# How long should I keep payslips ?



## bk777 (16 Mar 2015)

How long should I keep payslips ? 

Was just about to shred all payslips older than 24 months .... is there any reason to keep them beyond that ? 

I read somewhere that you may need them to prove pension contributions as they are not recorded on P60's etc. 

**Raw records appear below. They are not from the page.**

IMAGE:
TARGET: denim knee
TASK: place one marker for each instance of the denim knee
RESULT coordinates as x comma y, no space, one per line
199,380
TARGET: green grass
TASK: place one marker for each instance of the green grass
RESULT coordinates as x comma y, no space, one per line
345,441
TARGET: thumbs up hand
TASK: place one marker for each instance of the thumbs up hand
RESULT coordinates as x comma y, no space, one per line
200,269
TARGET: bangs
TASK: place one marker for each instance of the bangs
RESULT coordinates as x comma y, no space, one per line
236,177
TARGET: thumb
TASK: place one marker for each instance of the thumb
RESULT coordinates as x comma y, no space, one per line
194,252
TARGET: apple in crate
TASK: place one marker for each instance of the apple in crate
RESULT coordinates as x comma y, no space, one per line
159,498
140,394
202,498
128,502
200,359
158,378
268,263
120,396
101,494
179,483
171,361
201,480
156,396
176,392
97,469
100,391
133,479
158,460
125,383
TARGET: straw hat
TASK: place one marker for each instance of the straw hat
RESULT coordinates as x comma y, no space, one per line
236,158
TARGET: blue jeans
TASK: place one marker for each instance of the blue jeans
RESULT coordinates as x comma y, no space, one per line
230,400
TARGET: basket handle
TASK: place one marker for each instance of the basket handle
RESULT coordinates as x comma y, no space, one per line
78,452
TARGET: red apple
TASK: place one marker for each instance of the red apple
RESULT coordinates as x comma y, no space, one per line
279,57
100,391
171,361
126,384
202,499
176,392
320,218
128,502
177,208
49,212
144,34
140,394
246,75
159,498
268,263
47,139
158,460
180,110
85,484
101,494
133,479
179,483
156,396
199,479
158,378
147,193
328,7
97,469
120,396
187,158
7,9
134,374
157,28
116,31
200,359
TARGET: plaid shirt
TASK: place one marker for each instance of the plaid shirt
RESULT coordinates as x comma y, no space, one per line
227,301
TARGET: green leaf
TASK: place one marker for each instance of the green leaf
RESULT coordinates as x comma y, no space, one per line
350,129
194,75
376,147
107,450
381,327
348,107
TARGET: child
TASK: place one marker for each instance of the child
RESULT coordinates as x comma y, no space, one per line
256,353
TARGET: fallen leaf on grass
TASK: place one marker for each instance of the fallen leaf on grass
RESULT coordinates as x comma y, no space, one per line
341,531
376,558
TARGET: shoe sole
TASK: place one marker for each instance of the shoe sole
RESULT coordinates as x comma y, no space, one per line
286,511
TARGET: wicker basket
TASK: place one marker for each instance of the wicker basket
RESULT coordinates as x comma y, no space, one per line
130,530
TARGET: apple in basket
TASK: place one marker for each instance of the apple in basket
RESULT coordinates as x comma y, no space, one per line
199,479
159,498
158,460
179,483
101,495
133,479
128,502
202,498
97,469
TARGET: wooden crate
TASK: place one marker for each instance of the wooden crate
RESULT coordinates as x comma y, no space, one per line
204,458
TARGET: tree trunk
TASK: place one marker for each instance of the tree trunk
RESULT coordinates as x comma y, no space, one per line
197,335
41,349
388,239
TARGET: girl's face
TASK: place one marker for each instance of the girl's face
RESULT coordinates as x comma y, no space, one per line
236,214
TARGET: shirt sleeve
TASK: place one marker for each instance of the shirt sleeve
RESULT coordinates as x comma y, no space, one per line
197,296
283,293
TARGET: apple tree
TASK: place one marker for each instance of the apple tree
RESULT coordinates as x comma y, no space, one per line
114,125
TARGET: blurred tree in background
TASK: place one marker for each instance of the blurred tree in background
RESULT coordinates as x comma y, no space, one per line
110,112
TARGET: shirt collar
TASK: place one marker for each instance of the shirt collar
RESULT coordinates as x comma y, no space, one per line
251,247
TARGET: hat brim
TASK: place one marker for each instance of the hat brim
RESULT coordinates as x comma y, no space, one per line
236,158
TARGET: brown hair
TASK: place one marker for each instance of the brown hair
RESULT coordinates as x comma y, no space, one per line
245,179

Thanks in advance for your guidance ...


----------



## Trainspotter (16 Mar 2015)

It would be worth keeping them for 6 Years.The Revenue people can go back this far for routine checking of any tax claims for refunds,i.e. medical expenses claimed over this period.Of course if you had a P21 assessment for each of these 6 years in all probability all is perhaps in order. It is worth checking payslips to see that all Cumulitative pay SRCOPS Tax credits and PRSI weeks with the correct contribution Class are in order.It is possible,but most unlikely,that but there may be Minor errors. I'm not so sure about the Pension contribution part of your query.I do not know who you would have to prove the deduction of contributions to? The P60 will only show the Taxable Portion of your Salary, e.g. Salary €40,000.00c less contribution to pension of say 20%.This amounts to €8,000.00c, so the Taxable portion of your salary is €40,000.00c less €8,000.00c i.e €32,000.00c, you will only pay tax on €32,000.00c at whatever your Marginal tax Rate is.Please do bear in mind that the Full Salary is Liable to PRSI/USC deduction without any relief at all. As stated the P60 will only show €32,000.00c,but it will state that this is salary less pension contributions.
See (A) PAY Paragraph 1 of P60. I hope this is of some assistance to you


----------



## TTI (16 Mar 2015)

Probably keep at least the last one from each year as the ones I have seen have the cumulative details on them.


----------



## thesimpsons (18 Mar 2015)

Trainspotter - few years ago when I had all P21s up to date, Revenue came back to me to stay there was an error and they were recording an underpayment by me for one of the years about 10 yrs previously.  they must have been doing spot checks or something but thankfully I had kept all the tax returns and the corresponding backup documentation (I'm a bit of a nerd in relation to Revenue .   Happily for me I was able to disprove Revenue's underpayment but without my back up documents you're at their mercy as they will just reduce your credits and theres not much you could do.  I now have over 15yrs P21s stored away (doesn't take much space and you could always scan them and keep that way).

to OP : I just keep last payslip of each year as it will have cummulatives for everything.


----------



## becky (19 Mar 2015)

I agree, keep the last payslip of the year and p45/60.  I have kept random ones and it's interesting to look back.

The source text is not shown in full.